The Good, the Bad, and the Ugly: The Role of AI Quality Disclosure in Lie Detection
Haimanti Bhattacharya, Subhasish Dugar, Sanchaita Hazra, Bodhisattwa Prasad Majumder
TL;DR
The study investigates how disclosing AI advisor quality affects truth-detection when using AI to identify text-based lies. Using a dataset of neutral, text-based transcripts from To Tell The Truth and GPT-4-generated AI guesses, the authors simulate low-, medium-, and high-quality AI advisors and compare outcomes under black-box versus information disclosure conditions. The results show that high-quality AI boosted final truth detection regardless of disclosure, while low- and medium-quality AIs can depress performance when their quality is unknown, but disclosure mitigates this risk. The findings imply that AI transparency, aligned with user expectations, can enhance welfare and reduce the spread of deceptive content online, with important policy implications for AI governance and platform design. The work advances deception detection literature by linking AI quality, user beliefs, and information design in a high-stakes textual setting, offering actionable guidance for mitigating online misinformation.
Abstract
We investigate how low-quality AI advisors, lacking quality disclosures, can help spread text-based lies while seeming to help people detect lies.

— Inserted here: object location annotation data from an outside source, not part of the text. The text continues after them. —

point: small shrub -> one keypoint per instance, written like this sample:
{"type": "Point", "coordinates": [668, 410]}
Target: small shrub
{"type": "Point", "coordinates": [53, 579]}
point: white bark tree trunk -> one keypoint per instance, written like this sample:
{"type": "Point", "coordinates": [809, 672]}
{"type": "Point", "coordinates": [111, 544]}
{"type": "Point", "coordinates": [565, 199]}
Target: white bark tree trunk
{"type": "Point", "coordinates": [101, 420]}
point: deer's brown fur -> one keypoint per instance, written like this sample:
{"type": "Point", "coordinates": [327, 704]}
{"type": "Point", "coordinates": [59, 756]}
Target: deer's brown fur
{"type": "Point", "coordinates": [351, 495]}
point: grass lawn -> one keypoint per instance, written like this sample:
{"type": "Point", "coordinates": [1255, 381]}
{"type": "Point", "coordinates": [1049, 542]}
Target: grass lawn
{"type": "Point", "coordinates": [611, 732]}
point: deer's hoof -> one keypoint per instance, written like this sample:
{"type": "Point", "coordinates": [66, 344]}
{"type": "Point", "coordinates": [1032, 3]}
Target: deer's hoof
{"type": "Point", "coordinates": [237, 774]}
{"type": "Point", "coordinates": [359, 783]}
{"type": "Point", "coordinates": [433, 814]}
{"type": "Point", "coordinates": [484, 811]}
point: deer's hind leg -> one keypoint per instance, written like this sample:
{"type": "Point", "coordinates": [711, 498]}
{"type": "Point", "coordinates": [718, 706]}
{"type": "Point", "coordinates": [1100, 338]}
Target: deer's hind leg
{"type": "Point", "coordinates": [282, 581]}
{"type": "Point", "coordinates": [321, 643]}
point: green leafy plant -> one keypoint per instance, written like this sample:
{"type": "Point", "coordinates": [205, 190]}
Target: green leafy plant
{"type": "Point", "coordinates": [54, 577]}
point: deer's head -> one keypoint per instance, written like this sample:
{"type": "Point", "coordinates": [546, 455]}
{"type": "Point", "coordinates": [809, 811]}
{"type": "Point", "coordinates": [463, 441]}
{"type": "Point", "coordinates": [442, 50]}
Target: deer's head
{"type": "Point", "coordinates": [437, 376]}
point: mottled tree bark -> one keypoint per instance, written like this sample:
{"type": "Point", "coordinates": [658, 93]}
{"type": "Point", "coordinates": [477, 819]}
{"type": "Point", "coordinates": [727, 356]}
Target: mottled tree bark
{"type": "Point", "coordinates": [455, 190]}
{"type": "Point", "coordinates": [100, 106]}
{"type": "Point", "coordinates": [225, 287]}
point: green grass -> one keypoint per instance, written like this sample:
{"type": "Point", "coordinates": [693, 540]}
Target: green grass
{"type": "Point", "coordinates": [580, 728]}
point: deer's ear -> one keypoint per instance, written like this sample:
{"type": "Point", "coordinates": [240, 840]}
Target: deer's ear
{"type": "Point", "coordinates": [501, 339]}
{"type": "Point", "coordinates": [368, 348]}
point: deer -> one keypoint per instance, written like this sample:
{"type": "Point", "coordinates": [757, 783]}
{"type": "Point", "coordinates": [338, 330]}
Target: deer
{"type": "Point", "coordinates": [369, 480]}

Participants in our experiment discern truth from lies by evaluating transcripts from a game show that mimicked deceptive social media exchanges on topics with objective truths. We find that when relying on low-quality advisors without disclosures, participants' truth-detection rates fall below their own abilities, which recovered once the AI's true effectiveness was revealed. Conversely, high-quality advisor enhances truth detection, regardless of disclosure. We discover that participants' expectations about AI capabilities contribute to their undue reliance on opaque, low-quality advisors.